Le Tribunal administratif de Lyon constate qu'il n'y a plus lieu de statuer sur la requête de l'association One Voice, qui demandait l'annulation et l'abrogation d'une instruction préfectorale. Cette constatation est motivée par le fait que le Conseil d'État a déjà annulé la disposition contestée (le point 8 de l'instruction du 23 février 2024) par une décision du 18 avril 2025, rendant l'objet du litige sans objet.

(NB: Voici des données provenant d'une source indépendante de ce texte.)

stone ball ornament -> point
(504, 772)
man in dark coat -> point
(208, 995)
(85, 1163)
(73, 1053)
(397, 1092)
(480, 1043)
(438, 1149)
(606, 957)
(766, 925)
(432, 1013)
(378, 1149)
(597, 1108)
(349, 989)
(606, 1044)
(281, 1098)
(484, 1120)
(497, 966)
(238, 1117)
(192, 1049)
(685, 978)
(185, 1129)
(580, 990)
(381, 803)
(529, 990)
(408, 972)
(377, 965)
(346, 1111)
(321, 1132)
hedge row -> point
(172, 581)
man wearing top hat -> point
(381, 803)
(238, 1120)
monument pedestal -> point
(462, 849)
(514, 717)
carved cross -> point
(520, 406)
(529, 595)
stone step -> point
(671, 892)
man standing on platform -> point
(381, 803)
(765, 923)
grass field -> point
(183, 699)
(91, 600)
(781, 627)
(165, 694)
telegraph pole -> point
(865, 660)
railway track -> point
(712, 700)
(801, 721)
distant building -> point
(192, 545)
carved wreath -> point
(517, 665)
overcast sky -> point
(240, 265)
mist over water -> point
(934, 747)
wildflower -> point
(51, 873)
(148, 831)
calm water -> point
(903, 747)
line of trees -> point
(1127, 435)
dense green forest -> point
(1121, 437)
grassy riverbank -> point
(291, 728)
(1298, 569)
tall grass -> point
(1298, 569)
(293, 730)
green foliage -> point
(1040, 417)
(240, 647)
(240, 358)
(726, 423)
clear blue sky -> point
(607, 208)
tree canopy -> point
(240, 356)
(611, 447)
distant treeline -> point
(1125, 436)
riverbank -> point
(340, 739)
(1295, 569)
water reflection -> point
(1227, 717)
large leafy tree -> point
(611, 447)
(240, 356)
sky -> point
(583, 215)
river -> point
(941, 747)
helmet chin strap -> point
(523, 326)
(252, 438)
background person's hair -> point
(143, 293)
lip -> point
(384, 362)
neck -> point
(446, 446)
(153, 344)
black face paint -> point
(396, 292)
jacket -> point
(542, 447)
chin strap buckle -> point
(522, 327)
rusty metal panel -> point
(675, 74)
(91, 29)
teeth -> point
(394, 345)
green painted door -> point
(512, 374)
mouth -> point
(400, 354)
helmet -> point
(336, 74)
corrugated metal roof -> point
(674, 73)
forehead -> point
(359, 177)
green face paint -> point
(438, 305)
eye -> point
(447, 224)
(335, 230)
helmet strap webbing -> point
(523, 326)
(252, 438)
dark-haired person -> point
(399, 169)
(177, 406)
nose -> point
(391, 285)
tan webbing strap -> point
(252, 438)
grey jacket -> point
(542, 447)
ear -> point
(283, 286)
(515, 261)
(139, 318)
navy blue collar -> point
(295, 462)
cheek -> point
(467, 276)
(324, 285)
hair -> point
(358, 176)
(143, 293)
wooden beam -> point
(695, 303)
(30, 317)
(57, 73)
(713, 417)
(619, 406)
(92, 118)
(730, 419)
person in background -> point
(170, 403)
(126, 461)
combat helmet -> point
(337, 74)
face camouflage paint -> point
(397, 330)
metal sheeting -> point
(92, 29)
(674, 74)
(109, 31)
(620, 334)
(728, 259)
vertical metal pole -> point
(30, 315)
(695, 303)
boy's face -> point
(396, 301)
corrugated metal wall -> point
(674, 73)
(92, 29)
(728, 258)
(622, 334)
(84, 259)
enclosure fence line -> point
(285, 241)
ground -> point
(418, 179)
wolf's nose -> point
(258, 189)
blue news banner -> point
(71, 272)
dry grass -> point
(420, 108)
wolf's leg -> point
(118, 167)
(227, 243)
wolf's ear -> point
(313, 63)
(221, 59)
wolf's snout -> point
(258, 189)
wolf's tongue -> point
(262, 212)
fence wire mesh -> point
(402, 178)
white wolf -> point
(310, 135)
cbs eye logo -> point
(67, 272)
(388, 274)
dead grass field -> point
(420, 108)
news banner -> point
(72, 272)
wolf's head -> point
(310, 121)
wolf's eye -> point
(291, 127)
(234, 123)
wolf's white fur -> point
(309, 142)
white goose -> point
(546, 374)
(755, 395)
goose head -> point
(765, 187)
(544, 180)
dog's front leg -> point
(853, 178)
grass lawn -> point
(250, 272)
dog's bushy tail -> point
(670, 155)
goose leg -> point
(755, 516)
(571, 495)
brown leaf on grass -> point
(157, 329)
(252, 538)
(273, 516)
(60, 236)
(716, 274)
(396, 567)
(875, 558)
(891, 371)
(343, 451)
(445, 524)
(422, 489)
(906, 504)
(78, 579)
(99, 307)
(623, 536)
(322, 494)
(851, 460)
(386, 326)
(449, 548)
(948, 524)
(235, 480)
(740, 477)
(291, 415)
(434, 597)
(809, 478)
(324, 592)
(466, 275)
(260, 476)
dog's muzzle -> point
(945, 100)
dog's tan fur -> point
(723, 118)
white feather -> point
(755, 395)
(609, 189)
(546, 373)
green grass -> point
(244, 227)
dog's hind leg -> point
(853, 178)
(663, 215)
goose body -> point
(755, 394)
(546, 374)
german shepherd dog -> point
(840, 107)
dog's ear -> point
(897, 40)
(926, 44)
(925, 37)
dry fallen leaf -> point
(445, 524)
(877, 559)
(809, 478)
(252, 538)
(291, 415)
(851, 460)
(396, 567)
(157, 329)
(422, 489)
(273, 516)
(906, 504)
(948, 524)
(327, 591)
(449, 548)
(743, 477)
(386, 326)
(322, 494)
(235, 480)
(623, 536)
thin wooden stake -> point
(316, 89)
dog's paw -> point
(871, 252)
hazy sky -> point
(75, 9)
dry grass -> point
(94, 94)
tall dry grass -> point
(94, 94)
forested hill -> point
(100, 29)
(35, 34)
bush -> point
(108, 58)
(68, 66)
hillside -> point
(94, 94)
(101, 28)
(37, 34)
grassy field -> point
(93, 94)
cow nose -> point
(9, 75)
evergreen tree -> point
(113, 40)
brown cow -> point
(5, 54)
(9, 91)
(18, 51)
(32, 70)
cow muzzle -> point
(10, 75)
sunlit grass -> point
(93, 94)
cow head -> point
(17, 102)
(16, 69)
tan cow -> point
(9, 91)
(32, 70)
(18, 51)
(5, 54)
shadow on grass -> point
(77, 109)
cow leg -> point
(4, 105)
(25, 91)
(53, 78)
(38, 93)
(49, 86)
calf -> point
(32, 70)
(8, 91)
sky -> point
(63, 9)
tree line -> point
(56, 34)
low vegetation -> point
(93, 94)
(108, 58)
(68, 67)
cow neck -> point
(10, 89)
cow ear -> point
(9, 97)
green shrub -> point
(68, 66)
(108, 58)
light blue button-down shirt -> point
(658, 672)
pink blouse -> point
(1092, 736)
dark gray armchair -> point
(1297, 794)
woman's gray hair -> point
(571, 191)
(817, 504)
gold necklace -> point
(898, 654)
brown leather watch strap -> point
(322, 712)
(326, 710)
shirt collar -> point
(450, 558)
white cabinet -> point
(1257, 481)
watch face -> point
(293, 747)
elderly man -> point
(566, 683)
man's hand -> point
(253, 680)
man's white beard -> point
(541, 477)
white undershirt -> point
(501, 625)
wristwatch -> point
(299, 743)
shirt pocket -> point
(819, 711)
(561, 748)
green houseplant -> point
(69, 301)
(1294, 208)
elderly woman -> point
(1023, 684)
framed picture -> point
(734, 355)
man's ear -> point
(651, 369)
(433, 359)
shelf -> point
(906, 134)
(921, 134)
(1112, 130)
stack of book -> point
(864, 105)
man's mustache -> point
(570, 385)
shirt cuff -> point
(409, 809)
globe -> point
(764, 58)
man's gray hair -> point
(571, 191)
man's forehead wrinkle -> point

Le tribunal rejette également la demande de condamnation de l'État aux frais de procédure au titre de l'article L. 761-1 du code de justice administrative.
Texte intégral
Vu la procédure suivante :
Par une requête, enregistrée le 20 août 2024, l'association One Voice, représentée par la SELARL Thouy Avocats, demande au tribunal :
1°) d’annuler pour excès de pouvoir la décision implicite de rejet née du silence gardé par la préfète de la région Auvergne-Rhône-Alpes sur sa demande d’abrogation du point 8 de l’instruction du 23 février 2024 par lequel la préfète a établi le caractère non protégeable des troupeaux bovins, équins et asins aux attaques de loups ;
2°) d’enjoindre à la préfète de la région Auvergne-Rhône-Alpes d’abroger le point 8 de l’instruction précitée du 23 février 2024 dans un délai de sept jours à compter de la notification du jugement à intervenir sous astreinte de 5 000 euros par jour de retard ;
3°) de mettre à la charge de l’État les entiers dépens ainsi qu’une somme de 3 000 euros au titre de l’article L. 761-1 du code de justice administrative.
Par un mémoire, enregistré le 26 janvier 2026, l'association One Voice, représentée par la SELARL Thouy Avocats, demande au tribunal de constater qu’il n’y a plus lieu de statuer sur ses conclusions à fin d’annulation et d’injonction sous astreinte et maintient ses conclusions tendant à ce que soit mise à la charge de l’État les entiers dépens ainsi que la somme de 3 000 euros au titre de l’article L. 761-1 du code de justice administrative.
Elle soutient que ses conclusions à fin d’annulation sont devenues sans objet, dès lors que, par une décision du 18 avril 2025, le Conseil d’État statuant au contentieux a annulé le point 8 de l’instruction attaquée.
Vu les autres pièces du dossier.
Vu le code de justice administrative.
Considérant ce qui suit :
Aux termes de l’article R. 222-1 du code de justice administrative : « (...) les présidents de formation de jugement des tribunaux (…) peuvent, par ordonnance : / (…) / 3° Constater qu'il n'y a pas lieu de statuer sur une requête ; / (…) / 5° Statuer sur les requêtes qui ne présentent plus à juger de questions autres que la condamnation prévue à l'article L. 761-1 ou la charge des dépens ; / (...) ».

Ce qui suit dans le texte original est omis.